La dette publique fait souvent la une. Mais un autre chiffre impressionne tout autant, bien que moins médiatisé : celui du patrimoine des Français. Et en 2024, il bat encore des records.
6 356 milliards d’euros. C’est la somme que représentent les avoirs financiers des Français. Un chiffre qui dépasse largement la dette de l’État. Et pourtant, ce capital reste largement sous-utilisé.
Un patrimoine financier en hausse malgré les incertitudes
Selon les données publiées le 23 mai 2025 par la Banque de France, le patrimoine financier des ménages français atteignait 6 356,4 milliards d’euros à la fin décembre 2024. C’est 109 milliards de plus qu’un an auparavant, soit une progression de 1,7 %. Cette augmentation s’explique principalement par la hausse de l’épargne réglementée et des fonds euros en assurance vie.
Ce montant impressionne, surtout lorsqu’on le compare à d’autres indicateurs macroéconomiques. Il est près de deux fois supérieur à la dette publique française (3 305,3 milliards d’euros au T4 2024), et deux fois et demie plus élevé que la capitalisation boursière totale des entreprises du CAC 40.

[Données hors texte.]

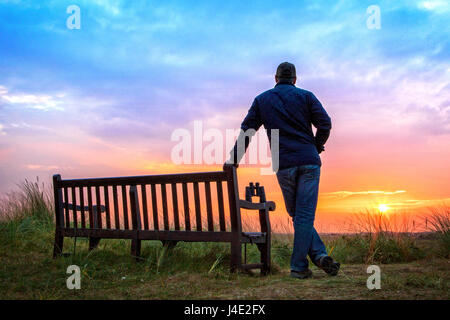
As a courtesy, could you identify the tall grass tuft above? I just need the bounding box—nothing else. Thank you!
[424,204,450,258]
[0,178,53,240]
[330,210,424,263]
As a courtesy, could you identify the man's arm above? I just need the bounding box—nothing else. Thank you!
[310,93,331,153]
[225,99,262,167]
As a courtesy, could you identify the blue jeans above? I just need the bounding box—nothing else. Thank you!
[277,165,327,271]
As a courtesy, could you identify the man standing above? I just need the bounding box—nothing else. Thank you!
[225,62,340,279]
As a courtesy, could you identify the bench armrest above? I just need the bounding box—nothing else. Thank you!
[239,199,276,211]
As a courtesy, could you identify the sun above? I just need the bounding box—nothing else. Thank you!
[378,203,389,213]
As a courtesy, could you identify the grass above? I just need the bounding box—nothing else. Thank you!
[0,181,450,299]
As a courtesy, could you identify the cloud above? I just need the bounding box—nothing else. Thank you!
[0,123,6,136]
[25,164,59,171]
[0,86,64,111]
[321,190,406,199]
[418,0,449,13]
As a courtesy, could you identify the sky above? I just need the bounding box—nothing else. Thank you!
[0,0,450,230]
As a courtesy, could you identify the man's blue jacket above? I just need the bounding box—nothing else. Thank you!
[232,82,331,169]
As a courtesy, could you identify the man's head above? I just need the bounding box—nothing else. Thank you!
[275,62,297,84]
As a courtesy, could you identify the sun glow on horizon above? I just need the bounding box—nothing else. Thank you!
[378,203,390,213]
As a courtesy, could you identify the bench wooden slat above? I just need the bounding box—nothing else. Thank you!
[205,181,214,231]
[161,183,169,230]
[71,187,78,228]
[64,187,70,228]
[141,184,149,230]
[130,186,141,230]
[150,184,159,230]
[87,187,96,228]
[216,181,226,231]
[194,182,202,231]
[113,186,120,229]
[121,185,130,230]
[171,183,180,230]
[94,186,103,229]
[57,171,227,187]
[78,187,86,228]
[103,186,111,229]
[182,182,191,231]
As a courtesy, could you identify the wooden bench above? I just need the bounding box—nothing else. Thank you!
[53,166,275,274]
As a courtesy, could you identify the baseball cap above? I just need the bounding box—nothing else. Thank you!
[276,62,297,80]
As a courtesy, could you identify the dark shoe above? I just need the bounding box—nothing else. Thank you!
[291,269,312,279]
[314,256,341,276]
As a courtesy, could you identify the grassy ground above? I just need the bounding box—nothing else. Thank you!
[0,180,450,299]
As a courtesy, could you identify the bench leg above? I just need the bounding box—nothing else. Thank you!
[258,242,270,276]
[53,231,64,258]
[131,239,141,261]
[230,240,242,273]
[89,237,100,251]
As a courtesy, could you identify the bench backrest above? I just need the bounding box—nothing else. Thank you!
[53,167,242,233]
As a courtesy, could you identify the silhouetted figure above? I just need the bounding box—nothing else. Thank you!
[225,62,340,279]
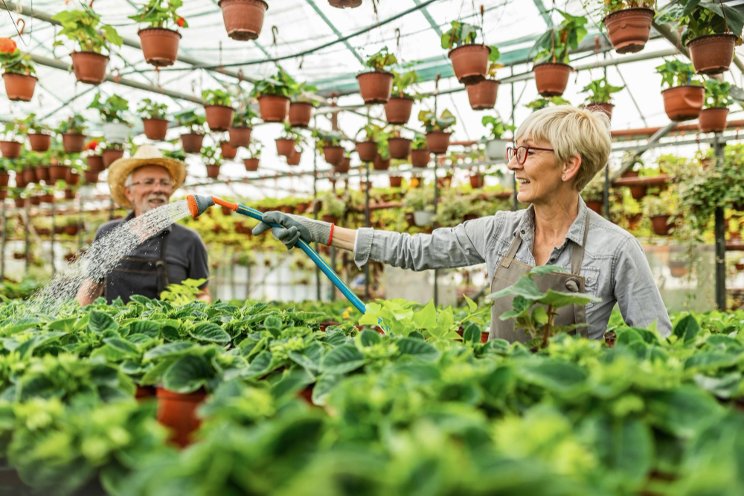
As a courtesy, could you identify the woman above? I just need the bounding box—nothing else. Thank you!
[254,106,671,341]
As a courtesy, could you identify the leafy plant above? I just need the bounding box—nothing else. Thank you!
[532,9,587,64]
[581,77,625,104]
[129,0,189,28]
[52,3,123,54]
[88,92,129,124]
[137,98,168,119]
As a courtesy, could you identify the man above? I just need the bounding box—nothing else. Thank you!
[77,145,210,305]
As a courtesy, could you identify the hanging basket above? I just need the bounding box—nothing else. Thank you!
[217,0,269,41]
[258,95,289,122]
[532,63,573,97]
[137,28,181,67]
[357,71,393,105]
[385,96,413,125]
[698,107,728,133]
[687,34,736,75]
[70,52,108,84]
[289,102,313,127]
[602,8,654,53]
[447,45,490,84]
[465,79,499,110]
[142,119,168,141]
[62,133,85,153]
[661,86,705,122]
[227,127,253,148]
[3,72,38,102]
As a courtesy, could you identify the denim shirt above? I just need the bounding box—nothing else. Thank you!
[354,198,672,339]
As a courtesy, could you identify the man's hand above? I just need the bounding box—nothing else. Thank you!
[253,211,333,249]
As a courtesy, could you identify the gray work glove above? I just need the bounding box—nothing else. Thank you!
[253,211,331,249]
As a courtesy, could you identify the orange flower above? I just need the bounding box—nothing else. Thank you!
[0,38,18,53]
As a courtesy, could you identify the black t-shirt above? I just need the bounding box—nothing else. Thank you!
[95,214,209,302]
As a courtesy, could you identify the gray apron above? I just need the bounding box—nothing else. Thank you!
[489,213,589,343]
[103,230,170,303]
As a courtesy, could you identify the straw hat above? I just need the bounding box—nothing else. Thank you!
[108,145,186,208]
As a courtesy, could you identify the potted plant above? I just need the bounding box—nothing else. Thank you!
[176,110,205,153]
[411,133,431,169]
[656,60,705,121]
[0,38,38,102]
[581,77,625,119]
[227,102,258,148]
[52,3,122,84]
[481,115,516,160]
[418,109,457,155]
[56,114,87,153]
[129,0,188,67]
[202,90,233,131]
[251,68,297,122]
[357,47,398,105]
[217,0,269,41]
[137,98,168,141]
[698,78,734,133]
[532,9,587,96]
[88,93,130,143]
[441,21,499,85]
[660,0,744,75]
[602,0,656,53]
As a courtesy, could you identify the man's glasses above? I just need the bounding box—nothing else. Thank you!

La structure de ce patrimoine montre une nette préférence pour la sécurité. Les Français privilégient des produits sans risque : les livrets réglementés comme le Livret A ou le LDDS, et surtout les fonds euros des contrats assurance vie. Ces derniers garantissent le capital, au détriment parfois du rendement.
Avec un taux d’épargne de 18 %, supérieur à la moyenne européenne (15 %) et bien au-dessus des États-Unis (moins de 4 %), les ménages français restent attachés à une gestion prudente de leur argent. L’assurance vie, additionnée aux plans d’épargne retraite (PER), représente 2.089 milliards d’euros. Les actions non cotées et participations diverses totalisent 1.405 milliards d’euros. À cela s’ajoute 955,7 milliards dans l’épargne réglementée.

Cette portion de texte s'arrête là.